Stephanie slowly eased herself next to me and slipped her delicate hand inside of mine.

"Ranger, I get it. Doing something like that, I can't begin to comprehend it. But it's because I've never been faced with true evil, I don't know what I would do. I can't say what you did was wrong because…it's an unthinkable act that those kids went through. I know you saved them and however many more you saved that would have been violated by that man."

She was openly sobbing, keeping a death grip on my hand. "What if that was Mary Alice or Angie and they had no one to save them? No one like you to come along. That man deserved a horrible death, the only thing I'm sorry about is that you had to be the one to give it to him. I know I'm not an overly religious person, but I do believe there are angels and demons in this world, good versus evil. You are such a special man, your life led you to fight these demons. Think of how many lives you must have saved over the years. You can't change your history but you can move past it. I don't care what you have done. I love you, Ranger and that will never change."

My eyes closed of their own accord, I couldn't believe that Steph wasn't appalled, running so fast out the door that all I would see was a blur. She comes from white bred Burg America, a place that was cocooned in a bubble of the 1950's, how she could see past what was on the surface and understand on any level what I'd given my life to was mind-blowing to me. Maybe I've been holding myself to such a high standard, an unattainable standard that also happened to give me a reason to not let people close to me. I could keep the memories at bay but it required me to cut off most if not all of my emotions, if no one tapped into any of them I didn't have to deal with my past. Maybe I just wanted to desperately believe what this beautiful caring woman believes about me. Maybe it was time to forgive myself for the violence I partook in, for the soldiers I couldn't save, that I couldn't save the world.
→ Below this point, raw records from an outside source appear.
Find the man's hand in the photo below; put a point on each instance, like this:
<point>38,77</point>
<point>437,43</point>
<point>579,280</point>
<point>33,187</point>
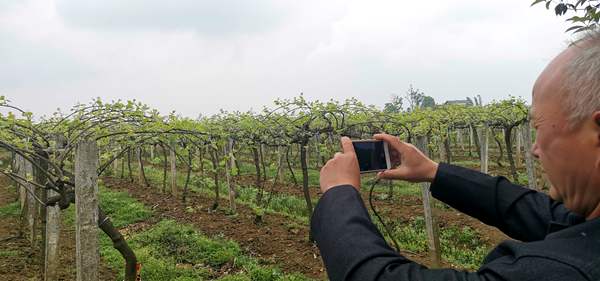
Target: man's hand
<point>414,166</point>
<point>341,169</point>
Steph was now holding both of my hands, squeezing them so tightly like I might fall off a cliff if she didn't keep her grip. Sounds pretty accurate to me, she's been trying to pull me from that cliff I've been on for years since the day we met but I wasn't smart enough to grab onto her, not until now. She was my angel, has brought me salvation and love, acceptance. I squeezed her hands back and a lone tear slid down my face. Next thing I knew, my face was smothered by chestnut curls, arms tightly squeezing around my neck and a comforting weight perched in my lap. Finally, I felt like I could breathe again.